Highland Games Camporee
Friday, May 4 -
Our first camping trip this month brought us to Camp Richard on the island of Nantucket, our first time to the camp or the island and our first trip with a ferry ride, bringing us to our twenty-sixth Scout camp since 2006. The Highland Games Camporee was an event of the Cape Cod & Islands Council, put together by Jason Zinser and a team of several other Scouters, some of whom live on Nantucket.
The 2-1/4 hour ferry ride and the subsequent van ride to the camp got us to our site at close to 11:00 PM, so we finished setting up our simplified camp at about midnight. This camp is increadibly flat, with grassy areas that made tent camping more comfortable than the usual rocks and roots. We shared Site 3 with another troop. We had seven Boy Scouts and three leaders in our contingent on this trip.
Each parol was a “clan” at this event, so everyone wore a kilt for the weekend. Paul MacNeal had sewn a set for our contingent, along with a nice flag to display our clan's coat of arms.
Most of Saturday was devoted to the Highland Games: Caber Toss, Clachneart (stone put), Braemer Stone (stone put), Sheaf Toss, Battle Axe Throw (tomahawk throw), Farmers Walk, Recurve Bow, Fire Starting / Cooking, Flodh Gearradh (bucksaw), Cairn Construction, Tug of War, and Wellie Toss. All of the games showed the extensive effort the organizers had put into designing and constructing this event. Our leaders helped run the Sheaf Toss. See some videos taken by Keith MacNeal.
For dinner on Saturday, the OA lodge put on a great dinner buffet, featuring a pig roast. They had grilled sides, salad, and cornbread. Each clan made a Dutch oven dessert; ours was a chocolately creation that we ended up eating with breakfast on Sunday.

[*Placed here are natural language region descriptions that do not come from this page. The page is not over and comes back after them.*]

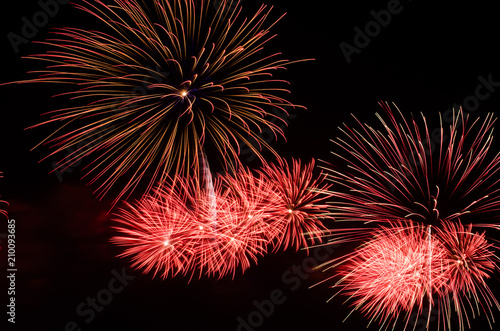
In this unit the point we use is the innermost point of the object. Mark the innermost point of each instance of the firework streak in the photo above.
(417, 209)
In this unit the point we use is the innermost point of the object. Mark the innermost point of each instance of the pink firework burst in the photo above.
(469, 261)
(298, 202)
(185, 228)
(394, 273)
(401, 171)
(441, 179)
(2, 202)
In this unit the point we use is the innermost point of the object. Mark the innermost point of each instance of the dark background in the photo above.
(426, 60)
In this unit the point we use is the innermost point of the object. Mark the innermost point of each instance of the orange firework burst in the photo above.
(207, 84)
(3, 212)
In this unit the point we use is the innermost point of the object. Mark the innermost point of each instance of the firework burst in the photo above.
(297, 202)
(402, 172)
(395, 272)
(439, 180)
(180, 230)
(2, 211)
(206, 83)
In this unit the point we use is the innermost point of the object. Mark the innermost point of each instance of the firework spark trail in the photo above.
(300, 202)
(469, 261)
(218, 92)
(393, 174)
(2, 202)
(399, 174)
(393, 273)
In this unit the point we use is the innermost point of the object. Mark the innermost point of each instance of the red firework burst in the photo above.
(187, 229)
(206, 82)
(395, 272)
(402, 172)
(469, 261)
(297, 202)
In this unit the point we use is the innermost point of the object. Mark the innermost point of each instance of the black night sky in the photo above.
(426, 59)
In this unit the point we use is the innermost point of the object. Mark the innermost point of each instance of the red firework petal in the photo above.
(469, 261)
(395, 272)
(297, 202)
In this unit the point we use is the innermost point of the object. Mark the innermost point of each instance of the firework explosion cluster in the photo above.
(423, 204)
(189, 228)
(419, 208)
(2, 203)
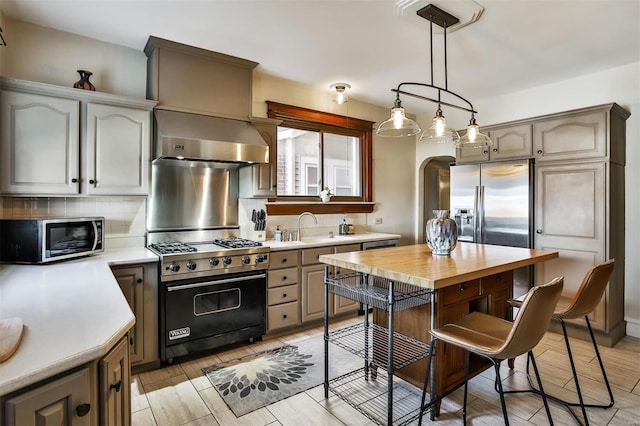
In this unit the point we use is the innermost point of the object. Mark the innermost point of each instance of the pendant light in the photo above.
(473, 138)
(439, 132)
(398, 125)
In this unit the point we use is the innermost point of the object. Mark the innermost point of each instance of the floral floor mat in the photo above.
(254, 381)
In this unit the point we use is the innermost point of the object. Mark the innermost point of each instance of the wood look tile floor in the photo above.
(180, 394)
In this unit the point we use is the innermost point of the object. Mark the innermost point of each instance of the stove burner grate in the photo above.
(173, 247)
(236, 243)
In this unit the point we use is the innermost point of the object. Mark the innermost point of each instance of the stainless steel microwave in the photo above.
(50, 240)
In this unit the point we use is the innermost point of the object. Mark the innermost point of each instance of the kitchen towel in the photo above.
(254, 381)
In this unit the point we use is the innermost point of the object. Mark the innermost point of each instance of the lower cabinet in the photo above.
(64, 401)
(98, 393)
(139, 286)
(115, 389)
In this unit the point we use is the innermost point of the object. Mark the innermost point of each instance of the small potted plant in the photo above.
(325, 194)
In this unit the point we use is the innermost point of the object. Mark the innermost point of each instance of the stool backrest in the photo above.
(590, 291)
(532, 319)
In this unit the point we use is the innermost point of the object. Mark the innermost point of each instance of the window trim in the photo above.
(305, 118)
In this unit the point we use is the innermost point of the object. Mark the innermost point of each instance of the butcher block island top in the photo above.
(416, 265)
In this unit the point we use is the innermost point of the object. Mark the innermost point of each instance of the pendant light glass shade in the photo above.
(398, 125)
(473, 138)
(439, 132)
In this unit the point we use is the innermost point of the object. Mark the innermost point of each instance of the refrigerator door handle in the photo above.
(476, 191)
(481, 216)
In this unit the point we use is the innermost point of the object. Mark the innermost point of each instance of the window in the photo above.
(317, 150)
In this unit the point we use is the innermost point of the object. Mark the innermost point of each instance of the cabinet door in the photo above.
(313, 292)
(511, 142)
(570, 218)
(118, 145)
(115, 382)
(65, 401)
(571, 137)
(39, 141)
(131, 281)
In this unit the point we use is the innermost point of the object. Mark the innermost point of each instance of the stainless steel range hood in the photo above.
(205, 138)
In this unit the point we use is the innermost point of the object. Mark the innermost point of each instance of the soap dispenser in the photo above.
(277, 234)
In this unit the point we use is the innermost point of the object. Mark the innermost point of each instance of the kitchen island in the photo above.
(475, 277)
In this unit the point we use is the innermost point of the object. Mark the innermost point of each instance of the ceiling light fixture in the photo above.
(339, 92)
(438, 132)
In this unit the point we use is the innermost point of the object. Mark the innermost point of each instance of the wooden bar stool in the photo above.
(583, 303)
(497, 339)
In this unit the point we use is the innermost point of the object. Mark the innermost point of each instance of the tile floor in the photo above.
(180, 394)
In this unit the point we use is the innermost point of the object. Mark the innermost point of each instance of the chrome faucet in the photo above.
(300, 216)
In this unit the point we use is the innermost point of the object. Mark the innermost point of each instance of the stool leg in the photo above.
(544, 396)
(467, 355)
(426, 381)
(604, 373)
(574, 372)
(501, 392)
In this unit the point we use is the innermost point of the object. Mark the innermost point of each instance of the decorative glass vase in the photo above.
(442, 233)
(84, 82)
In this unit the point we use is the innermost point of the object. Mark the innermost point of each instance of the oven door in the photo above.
(205, 313)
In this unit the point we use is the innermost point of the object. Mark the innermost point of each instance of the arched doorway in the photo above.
(434, 191)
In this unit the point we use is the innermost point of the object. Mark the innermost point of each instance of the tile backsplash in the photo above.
(124, 216)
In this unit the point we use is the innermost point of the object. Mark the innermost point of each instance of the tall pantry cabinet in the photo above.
(580, 208)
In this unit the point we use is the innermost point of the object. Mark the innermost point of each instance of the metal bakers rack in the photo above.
(392, 401)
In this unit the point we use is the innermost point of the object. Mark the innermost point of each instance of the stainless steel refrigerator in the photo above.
(492, 203)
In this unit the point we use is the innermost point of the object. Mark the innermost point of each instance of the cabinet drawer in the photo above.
(310, 256)
(283, 259)
(284, 315)
(281, 277)
(497, 282)
(278, 295)
(460, 292)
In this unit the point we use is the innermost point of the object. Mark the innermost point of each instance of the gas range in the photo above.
(220, 255)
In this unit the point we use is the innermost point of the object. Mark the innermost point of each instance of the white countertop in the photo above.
(322, 241)
(73, 312)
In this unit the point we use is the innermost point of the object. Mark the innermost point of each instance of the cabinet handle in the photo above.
(83, 409)
(116, 385)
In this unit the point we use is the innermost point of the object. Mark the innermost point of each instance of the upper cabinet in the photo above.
(571, 137)
(63, 141)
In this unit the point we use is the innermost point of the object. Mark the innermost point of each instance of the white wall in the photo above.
(620, 85)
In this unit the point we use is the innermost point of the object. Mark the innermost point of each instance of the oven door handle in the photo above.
(208, 283)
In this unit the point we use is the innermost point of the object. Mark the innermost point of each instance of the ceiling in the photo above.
(371, 44)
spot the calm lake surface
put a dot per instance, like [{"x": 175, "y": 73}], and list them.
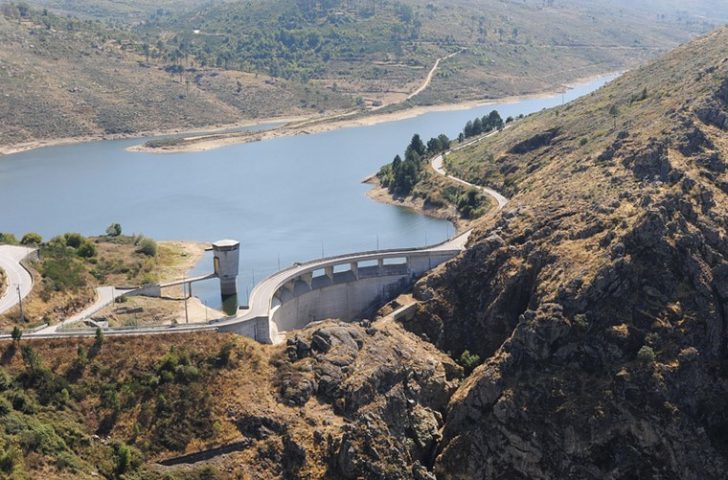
[{"x": 287, "y": 199}]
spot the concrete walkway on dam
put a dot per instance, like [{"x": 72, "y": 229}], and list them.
[{"x": 257, "y": 321}]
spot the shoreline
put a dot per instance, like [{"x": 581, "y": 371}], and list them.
[
  {"x": 197, "y": 131},
  {"x": 217, "y": 136},
  {"x": 323, "y": 125},
  {"x": 380, "y": 194}
]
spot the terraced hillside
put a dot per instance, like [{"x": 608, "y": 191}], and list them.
[
  {"x": 598, "y": 296},
  {"x": 123, "y": 68}
]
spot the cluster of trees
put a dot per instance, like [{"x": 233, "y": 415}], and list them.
[
  {"x": 297, "y": 40},
  {"x": 481, "y": 125},
  {"x": 164, "y": 398},
  {"x": 400, "y": 176}
]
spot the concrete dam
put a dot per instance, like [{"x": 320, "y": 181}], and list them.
[{"x": 347, "y": 287}]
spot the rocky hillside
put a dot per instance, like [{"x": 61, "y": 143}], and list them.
[
  {"x": 598, "y": 298},
  {"x": 339, "y": 401},
  {"x": 64, "y": 77}
]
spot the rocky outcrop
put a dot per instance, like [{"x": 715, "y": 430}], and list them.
[
  {"x": 537, "y": 141},
  {"x": 390, "y": 388},
  {"x": 597, "y": 299}
]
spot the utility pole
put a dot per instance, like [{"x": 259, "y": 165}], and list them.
[
  {"x": 20, "y": 302},
  {"x": 184, "y": 289}
]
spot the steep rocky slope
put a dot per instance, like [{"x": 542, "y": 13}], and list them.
[{"x": 599, "y": 297}]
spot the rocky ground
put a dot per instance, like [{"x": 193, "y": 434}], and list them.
[{"x": 598, "y": 296}]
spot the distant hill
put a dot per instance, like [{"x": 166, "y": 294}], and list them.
[
  {"x": 597, "y": 297},
  {"x": 130, "y": 67}
]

At the campfire, first place awards were presented for each of the games - giant trophies, most of which were won by one troop. Troop 54 didn't win anything this time, but we had fun.
The event had about 250 Scouts and 60 leaders participating. At the conclusion of the camporee, we were led by bagpipes on a 2 mile hike from the camp to the ferry. See our actual trail.
All of the logistics were impressive. Propane cylinders were provided to each of the troops. The organizers provided trucks to bring the gear back to the ferry, one of which took the ferry and then unloaded at Camp Greenough on Cape Cod. After we loaded up our vehicles at the Steamshop Authority parking lots, stopping at Camp Greenough to get the gear was a short drive on the way home.
This was the troop's 113th consecutive month with at least one overnight camping trip.